Builders Complain Of Record Labor Shortages: Up To 75% Of Employers Can't Find Workers

Late last month we reported the remarkable anecdote of an Ohio factory owner who has numerous blue-collar jobs available at her company, but has one major problem: she is struggling to fill positions because so many candidates fail drug tests. Regina Mitchell, co-owner of Warren Fabricating & Machining in Hubbard, Ohio, told The New York Times this week that four out of 10 applicants otherwise qualified to be welders, machinists and crane operators will fail a routine drug test. While not quite as bad as the adverse hit rate hinted at by the Beige Book, this is a stunning number, and one which indicates of major structural changes to the US labor force where addiction and drugs are keeping millions out of gainful (or any, for that matter) employment.

Mitchell said that her requirements for prospective workers were simple: “I need employees who are engaged in their work while here, of sound mind and doing the best possible job that they can, keeping their fellow co-workers safe at all times." And yet, almost nobody could satisfy these very simple requirements.

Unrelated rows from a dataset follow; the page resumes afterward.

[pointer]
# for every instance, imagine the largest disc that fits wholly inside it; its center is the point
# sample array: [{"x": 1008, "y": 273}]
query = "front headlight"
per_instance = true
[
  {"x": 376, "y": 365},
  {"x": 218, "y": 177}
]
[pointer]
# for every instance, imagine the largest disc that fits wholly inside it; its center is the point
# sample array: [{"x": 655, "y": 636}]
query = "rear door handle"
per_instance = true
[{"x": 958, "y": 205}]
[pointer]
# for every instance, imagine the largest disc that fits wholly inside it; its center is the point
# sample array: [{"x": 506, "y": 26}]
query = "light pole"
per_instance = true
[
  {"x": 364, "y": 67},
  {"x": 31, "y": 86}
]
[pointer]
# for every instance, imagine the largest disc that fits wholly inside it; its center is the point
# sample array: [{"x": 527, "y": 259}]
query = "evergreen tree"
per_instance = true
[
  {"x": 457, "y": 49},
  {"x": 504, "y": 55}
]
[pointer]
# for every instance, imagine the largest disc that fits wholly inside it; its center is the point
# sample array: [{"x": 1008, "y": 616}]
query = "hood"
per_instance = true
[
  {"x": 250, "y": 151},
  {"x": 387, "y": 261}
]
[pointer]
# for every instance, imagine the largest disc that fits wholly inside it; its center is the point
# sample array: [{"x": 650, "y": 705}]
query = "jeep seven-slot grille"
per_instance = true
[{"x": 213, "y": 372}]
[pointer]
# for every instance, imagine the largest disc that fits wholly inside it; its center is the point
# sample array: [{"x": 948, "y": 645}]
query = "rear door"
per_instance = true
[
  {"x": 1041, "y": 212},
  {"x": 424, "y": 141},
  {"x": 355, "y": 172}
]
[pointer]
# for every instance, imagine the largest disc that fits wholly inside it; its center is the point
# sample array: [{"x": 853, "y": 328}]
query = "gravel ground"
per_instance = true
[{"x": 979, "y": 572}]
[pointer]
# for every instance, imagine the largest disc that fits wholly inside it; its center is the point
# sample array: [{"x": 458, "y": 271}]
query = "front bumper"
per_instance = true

Whether it was due to pervasive drug abuse, or for some other reason, but fast forward two weeks when in response to a special question in the July NAHB/Wells Fargo Housing Market Index (HMI) survey, US homebuilders said that labor and subcontractor shortages have become even more widespread in July of 2017 than they were in June of 2016.

This is a concern as the inventory of for-sale homes recently struck a 20-year low. And while economists and the public cry for more inventory, many builders are pressed to meet demand. A labor and subcontractor shortage in the building industry has worsened over the past year, according to the National Association of Home Builders/Wells Fargo Housing Market Index survey of single-family builders.

The July 2017 HMI survey asked builders about shortages in 15 specific occupations that were either recommended by Home Builders Institute (NAHB’s workforce development arm) or that NAHB found to be particularly significant when tabulating Bureau of Labor Statistics data for a recent article on Young Adults & the Construction Trades.  Shortages (either serious or some) were at least fairly widespread for each of the 15 occupations, ranging from a low of 43 percent for building maintenance managers to a high of around 75 percent for the three categories of carpenters (rough, finished and framing).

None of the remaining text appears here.